Motherhood_A Novel

Home > Other > Motherhood_A Novel > Page 5
Motherhood_A Novel Page 5

by Sheila Heti

When I was little, I would often find my mother sitting in bed under the covers, with pens and markers all around her, highlighting through the heaviest medical textbooks. When I was five years old, my father and I went to visit her in the apartment where she was living for several months, so she could focus on studying for her exams. There seemed to be nothing so glamorous or romantic in the world as a mother who lived alone in an apartment with her colored pens and books. I wanted to grow up to be like her. I wanted to live in an apartment, too, with no one around to bother me. I loved to visit her there.

  My mother put all of herself into her work and let our father raise my brother and me. It was wonderful to have such a loving father, and strange to have a mother who was hardly there. I resented how the world spoke of mothers; what they assumed of mothers and what they assumed of fathers. My father was like the other kids’ mothers. He came with us on class trips. He knew the names of all my friends and every one of my teachers. He took me to birthday parties and the ballet. He arrived home from work hours before my mother did, and never worked on weekends. I remember racing down the hall when he would come in through the front door after work, setting his briefcase down, and I—wild and dizzy with love—would run into his arms.

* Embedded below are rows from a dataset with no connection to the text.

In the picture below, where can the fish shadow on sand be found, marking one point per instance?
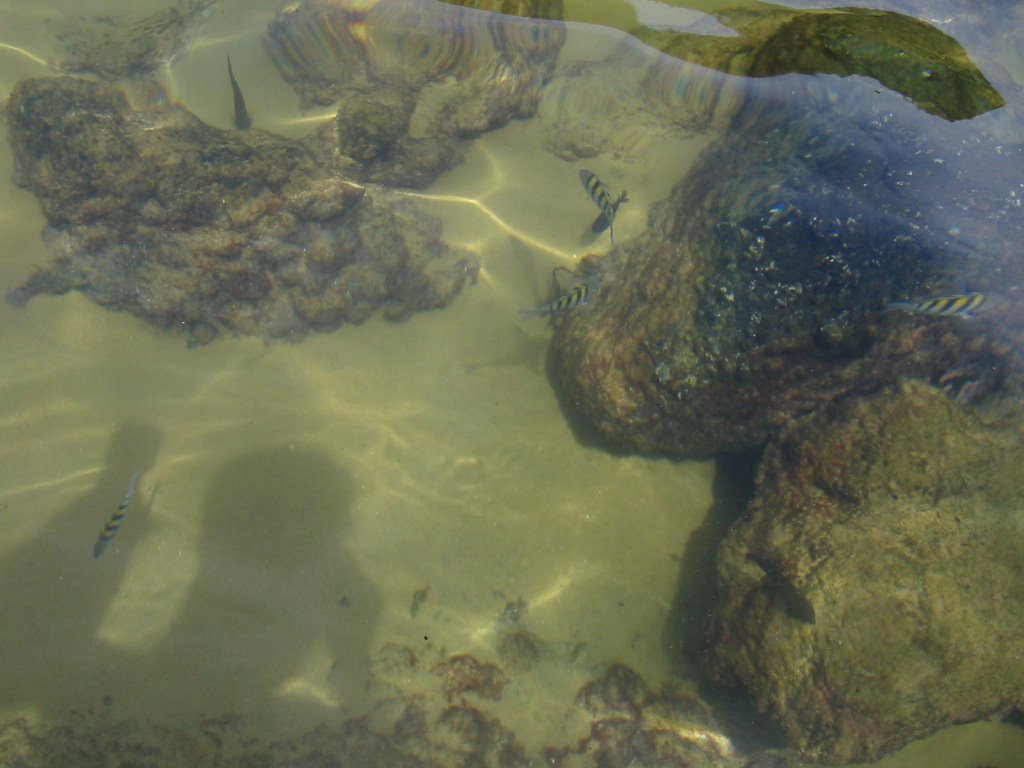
(56, 593)
(279, 617)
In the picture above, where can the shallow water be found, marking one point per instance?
(294, 499)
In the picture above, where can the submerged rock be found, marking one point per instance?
(904, 53)
(758, 292)
(411, 78)
(414, 727)
(898, 519)
(206, 230)
(120, 45)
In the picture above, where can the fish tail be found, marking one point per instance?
(900, 306)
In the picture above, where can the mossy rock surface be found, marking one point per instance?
(900, 520)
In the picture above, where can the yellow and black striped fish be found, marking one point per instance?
(578, 295)
(111, 528)
(602, 199)
(960, 305)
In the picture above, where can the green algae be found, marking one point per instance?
(903, 53)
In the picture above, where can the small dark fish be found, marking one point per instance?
(961, 305)
(797, 605)
(578, 295)
(242, 119)
(602, 199)
(112, 526)
(419, 598)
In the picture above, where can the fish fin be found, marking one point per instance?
(534, 312)
(600, 224)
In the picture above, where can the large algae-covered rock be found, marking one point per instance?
(758, 292)
(904, 53)
(413, 77)
(875, 591)
(206, 230)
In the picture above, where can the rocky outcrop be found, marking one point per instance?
(205, 230)
(873, 592)
(414, 77)
(758, 292)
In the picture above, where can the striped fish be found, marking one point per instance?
(577, 296)
(111, 528)
(961, 305)
(602, 199)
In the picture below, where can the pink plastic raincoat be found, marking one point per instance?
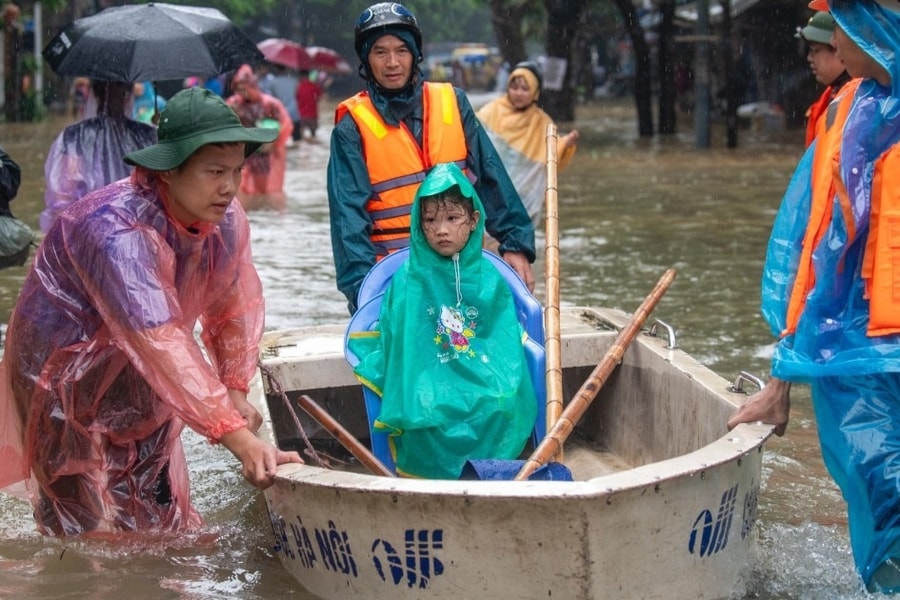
(264, 171)
(88, 155)
(101, 368)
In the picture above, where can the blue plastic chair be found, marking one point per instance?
(528, 309)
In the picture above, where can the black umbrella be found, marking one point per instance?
(150, 42)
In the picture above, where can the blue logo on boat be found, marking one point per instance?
(709, 534)
(751, 505)
(417, 564)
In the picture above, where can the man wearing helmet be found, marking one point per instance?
(826, 65)
(388, 137)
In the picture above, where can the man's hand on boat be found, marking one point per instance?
(772, 405)
(259, 459)
(519, 262)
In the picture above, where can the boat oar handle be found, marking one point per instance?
(344, 437)
(553, 441)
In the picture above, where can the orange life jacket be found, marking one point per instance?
(881, 261)
(397, 164)
(826, 182)
(816, 112)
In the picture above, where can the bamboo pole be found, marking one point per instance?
(344, 437)
(553, 441)
(552, 342)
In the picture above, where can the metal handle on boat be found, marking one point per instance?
(738, 384)
(671, 331)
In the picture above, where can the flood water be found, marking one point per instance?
(629, 209)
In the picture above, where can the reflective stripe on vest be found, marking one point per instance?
(826, 182)
(395, 162)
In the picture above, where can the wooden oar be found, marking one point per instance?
(553, 441)
(552, 341)
(346, 439)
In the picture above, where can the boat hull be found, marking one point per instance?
(672, 516)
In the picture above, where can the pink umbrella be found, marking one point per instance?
(287, 53)
(327, 59)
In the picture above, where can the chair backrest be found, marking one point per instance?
(528, 309)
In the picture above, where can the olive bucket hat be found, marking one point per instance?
(192, 118)
(818, 29)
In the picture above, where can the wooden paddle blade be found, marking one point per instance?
(556, 437)
(344, 437)
(552, 338)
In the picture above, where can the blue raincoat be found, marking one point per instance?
(87, 156)
(855, 377)
(448, 357)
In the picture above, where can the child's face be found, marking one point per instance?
(856, 61)
(447, 226)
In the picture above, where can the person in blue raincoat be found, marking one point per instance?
(90, 154)
(829, 284)
(447, 357)
(101, 370)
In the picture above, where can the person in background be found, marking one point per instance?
(283, 86)
(81, 90)
(448, 356)
(101, 369)
(147, 103)
(384, 143)
(826, 66)
(90, 154)
(263, 182)
(309, 92)
(829, 288)
(518, 128)
(213, 84)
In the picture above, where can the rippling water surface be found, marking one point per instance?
(629, 209)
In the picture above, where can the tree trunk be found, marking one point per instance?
(563, 24)
(666, 68)
(643, 91)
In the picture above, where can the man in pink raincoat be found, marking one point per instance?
(101, 369)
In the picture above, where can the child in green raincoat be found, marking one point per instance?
(447, 357)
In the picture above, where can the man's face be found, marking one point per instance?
(824, 62)
(391, 62)
(204, 186)
(857, 62)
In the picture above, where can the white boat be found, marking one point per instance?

  A friend once asked me if my mother was dead.

  *

  My mother wanted a dutiful girl—which I was not—who would obey her and show her respect. She was strict and wanted me to be a doctor, like her, when all I had ever cared for was art. She didn’t see what there was to care for in art. The things I loved most had no value for her, so—what felt like an open question to me—of what value to her could I be? Do I remember longing for something I did not have, like the loving gazes and touches of the mothers of my friends? I had a father, who lavished me with love.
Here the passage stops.